I am sorry if the above example doesn't compile (or work), but hopefully it is sufficient to illustrate my point. If you think this is a very far fetched example please remember that many functional languages run on the JVM and this approach becomes essential in their case.

  1. We may want to actually deserialize an object of a different class than we wrote to the ObjectOutputStream. This would be the case with views such as a java.util.List list implementation which exposes a slice from a longer ArrayList. Obviously, serializing the whole backing list is a bad idea and we should only write the elements from the viewed slice. Why stop at it however and have a useless level of indirection after deserialization? We could simply read the elements from the stream into an ArrayList and return it directly instead of wrapping it in our view class.
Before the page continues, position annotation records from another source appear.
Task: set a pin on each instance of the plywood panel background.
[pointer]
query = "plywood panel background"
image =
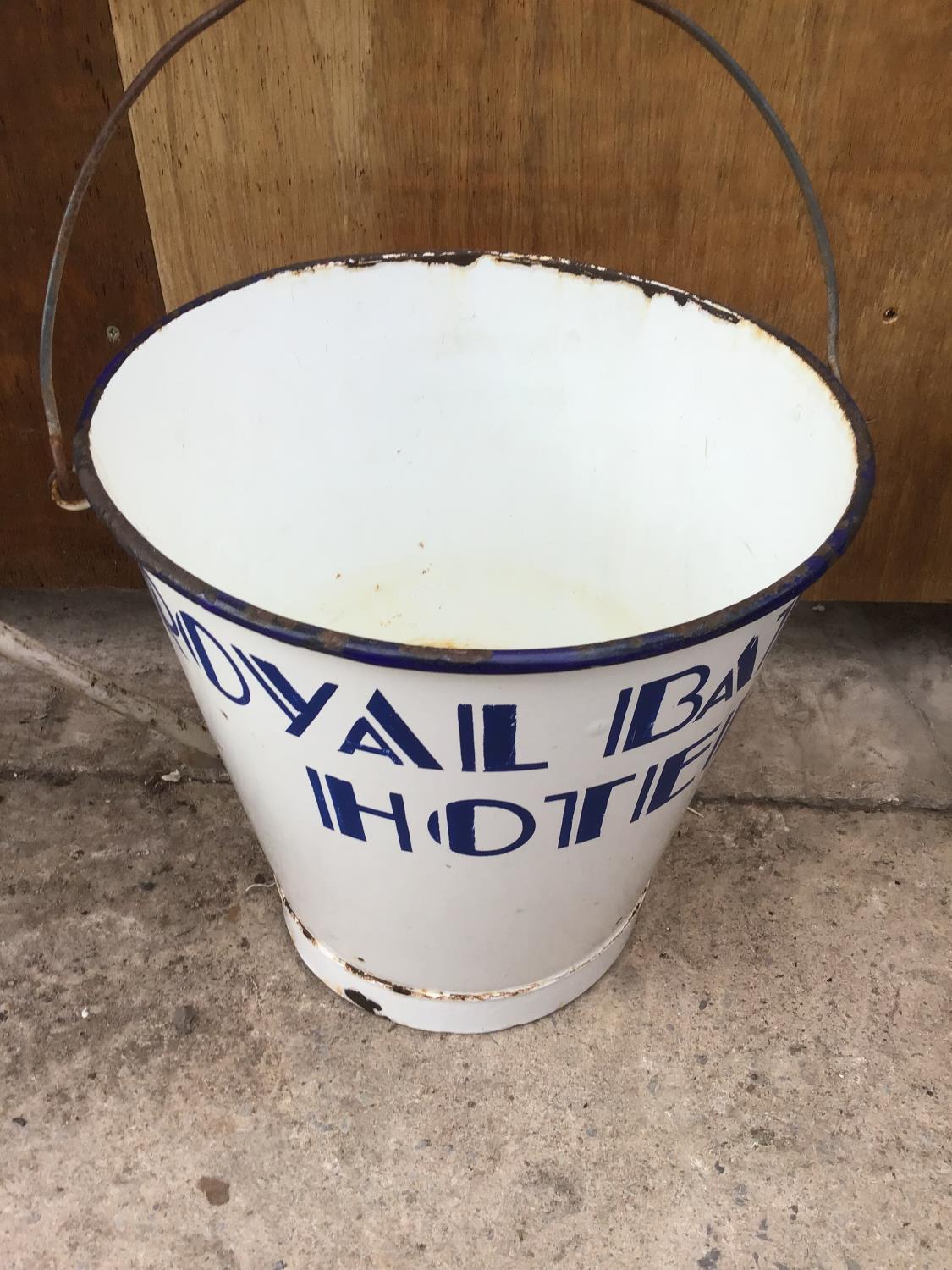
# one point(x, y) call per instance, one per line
point(591, 129)
point(58, 80)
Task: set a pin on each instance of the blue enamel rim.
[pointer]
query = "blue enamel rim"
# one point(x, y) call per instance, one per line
point(413, 657)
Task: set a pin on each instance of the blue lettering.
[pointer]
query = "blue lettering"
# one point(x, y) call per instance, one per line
point(652, 698)
point(200, 638)
point(350, 813)
point(672, 770)
point(461, 826)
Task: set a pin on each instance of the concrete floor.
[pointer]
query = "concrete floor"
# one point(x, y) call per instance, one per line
point(763, 1080)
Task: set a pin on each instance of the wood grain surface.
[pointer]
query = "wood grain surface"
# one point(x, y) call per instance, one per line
point(58, 79)
point(593, 130)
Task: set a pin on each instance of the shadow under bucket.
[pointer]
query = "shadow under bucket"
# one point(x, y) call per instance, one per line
point(512, 538)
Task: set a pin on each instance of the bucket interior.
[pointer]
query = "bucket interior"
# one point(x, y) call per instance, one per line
point(484, 455)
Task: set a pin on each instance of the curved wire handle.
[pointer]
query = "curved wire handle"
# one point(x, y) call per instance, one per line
point(63, 480)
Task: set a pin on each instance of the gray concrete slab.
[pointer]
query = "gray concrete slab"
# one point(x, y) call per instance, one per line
point(853, 704)
point(763, 1080)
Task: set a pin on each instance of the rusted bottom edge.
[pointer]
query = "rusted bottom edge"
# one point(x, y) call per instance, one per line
point(619, 931)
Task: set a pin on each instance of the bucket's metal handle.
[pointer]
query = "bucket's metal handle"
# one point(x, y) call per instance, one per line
point(63, 480)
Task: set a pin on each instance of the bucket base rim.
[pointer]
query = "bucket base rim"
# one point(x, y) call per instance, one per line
point(454, 1011)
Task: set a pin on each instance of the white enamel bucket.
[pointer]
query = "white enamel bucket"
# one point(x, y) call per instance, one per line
point(470, 561)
  2. Alternatively, having a similar delegate class dedicated to serialization may be a design choice. A good example would be reusing our serialization code. For example, if we have a builder class (similar to the StringBuilder for String), we can write a serialization delegate which serializes any collection by writing an empty builder to the stream, followed by collection size and elements returned by the colection's iterator. Deserialization would involve reading the builder, appending all subsequently read elements, and returning the result of final build() from the delegates readResolve. In that case we would need to implement the serialization only in the root class of the collection hierarchy, and no additional code would be needed from current or future implementations, provided they implement abstract iterator() and builder() method (the latter for recreating the collection of the same type - which would be a very useful feature in itself). Another example would be having a class hierarchy which code we don't fully control - our base class(es) from a third party library could have any number of private fields we know nothing about and which may change from one version to another, breaking our serialized objects. In that case it would be safer to write the data and rebuild the object manually on deserialization.

Solution 10 - Java

The readResolve Method

For Serializable and Externalizable classes, the readResolve method allows a class to replace/resolve the object read from the stream before it is returned to the caller. By implementing the readResolve method, a class can directly control the types and instances of its own instances being deserialized. The method is defined as follows:

ANY-ACCESS-MODIFIER Object readResolve() throws ObjectStreamException;

The readResolve method is called when ObjectInputStream has read an object from the stream and is preparing to return it to the caller. ObjectInputStream checks whether the class of the object defines the readResolve method. If the method is defined, the readResolve method is called to allow the object in the stream to designate the object to be returned. The object returned should be of a type that is compatible with all uses. If it is not compatible, a ClassCastException will be thrown when the type mismatch is discovered.

For example, a Symbol class could be created for which only a single instance of each symbol binding existed within a virtual machine. The readResolve method would be implemented to determine if that symbol was already defined and substitute the preexisting equivalent Symbol object to maintain the identity constraint. In this way the uniqueness of Symbol objects can be maintained across serialization.